The head of state noted the ongoing dynamics of cooperation between the two nations.
“It is not our first meeting. These contacts indicate our desire to strengthen trade and economic relations. We appreciate that Hungary was the first country in the European Union (EU) to sign a strategic partnership agreement with Kazakhstan. We will make every effort to make your visit fruitful,” he said.
In turn, Orban thanked Nazarbayev for the invitation and said that Kazakhstan has a reliable friend in the EU in Hungary, as well as saying one of the streets in Budapest is named Astana.
Orban noted that Nazarbayev’s participation in the upcoming presidential election is a pledge of stability in Kazakhstan and wished the candidate success on behalf of his country.
The same day, Astana also hosted the Kazakh-Hungarian business forum, where Hungarian Minister of Foreign Affairs and Foreign Trade Péter Szijjártó announced that Kazakhstan and Hungary will create a joint financial fund with $40 million in capital.
“This fund will have $20 million from both sides. The mutual fund will be a financial basis for cooperation between companies of the two countries. There are also plans to create a joint strategic council between the two governments,” said Szijjártó.
“If you want to invest in Hungary, we can offer friendly investment packets, grants, subsidies for education and creation of work places. I have already instructed Eximbank to open credit lines for companies wishing to cooperate. The credit line is $50 million,” he added.
“Despite the fact that two-way trade exceeds $200 million, it is still quite low.
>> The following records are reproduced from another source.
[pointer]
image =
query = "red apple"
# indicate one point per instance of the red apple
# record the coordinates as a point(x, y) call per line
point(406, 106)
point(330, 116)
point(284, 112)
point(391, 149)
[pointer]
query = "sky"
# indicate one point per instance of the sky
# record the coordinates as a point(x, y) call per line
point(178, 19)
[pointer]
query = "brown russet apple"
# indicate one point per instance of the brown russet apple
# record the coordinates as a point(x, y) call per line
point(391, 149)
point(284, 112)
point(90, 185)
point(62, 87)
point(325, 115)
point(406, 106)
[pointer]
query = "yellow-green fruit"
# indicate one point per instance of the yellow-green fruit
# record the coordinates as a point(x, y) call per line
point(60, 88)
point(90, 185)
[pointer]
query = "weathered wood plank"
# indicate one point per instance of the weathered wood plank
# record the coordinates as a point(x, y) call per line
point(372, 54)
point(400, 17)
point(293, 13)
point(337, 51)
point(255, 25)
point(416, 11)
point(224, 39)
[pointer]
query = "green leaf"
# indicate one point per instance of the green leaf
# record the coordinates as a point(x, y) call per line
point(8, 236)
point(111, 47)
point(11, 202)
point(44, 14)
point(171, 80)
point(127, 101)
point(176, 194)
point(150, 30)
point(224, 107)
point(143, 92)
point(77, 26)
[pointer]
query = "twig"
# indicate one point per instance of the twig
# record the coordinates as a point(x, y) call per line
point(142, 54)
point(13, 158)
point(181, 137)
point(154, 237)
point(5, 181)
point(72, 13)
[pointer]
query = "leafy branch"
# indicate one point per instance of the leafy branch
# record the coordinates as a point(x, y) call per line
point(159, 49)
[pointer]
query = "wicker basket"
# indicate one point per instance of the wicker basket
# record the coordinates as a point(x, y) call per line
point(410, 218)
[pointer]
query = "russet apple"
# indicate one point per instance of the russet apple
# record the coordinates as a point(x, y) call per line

In other words, there is huge potential for cooperation, because Central Europe is becoming the driving force in Europe and Kazakhstan is the most dynamically-developing country in the Central Asian region,” Szijjártó stressed.
Hungary intends to increase the number of its small- and medium-sized enterprises (SMEs) willing to invest in Eastern markets, said Szijjártó. Presently, there are about 2.5-3 million SMEs competing in foreign markets and the country intends to increase the number by 12,000.
More than 300 entrepreneurs from the two countries attended the business forum. Following the event, there were plans to sign a number of agreements in areas such as the oil and banking sectors and light and food industries.
Szijjártó met the same day with Kazakh Foreign Minister Erlan Idrissov, where the sides discussed a wide range of issues of bilateral cooperation and the international agenda. Szijjártó paid an official visit to Astana Feb. 19- 20, when the 2015-2016 work plan between the foreign ministries of the two countries was signed. The importance of the successful work of the Kazakh-Hungarian strategic council was also noted at the meeting.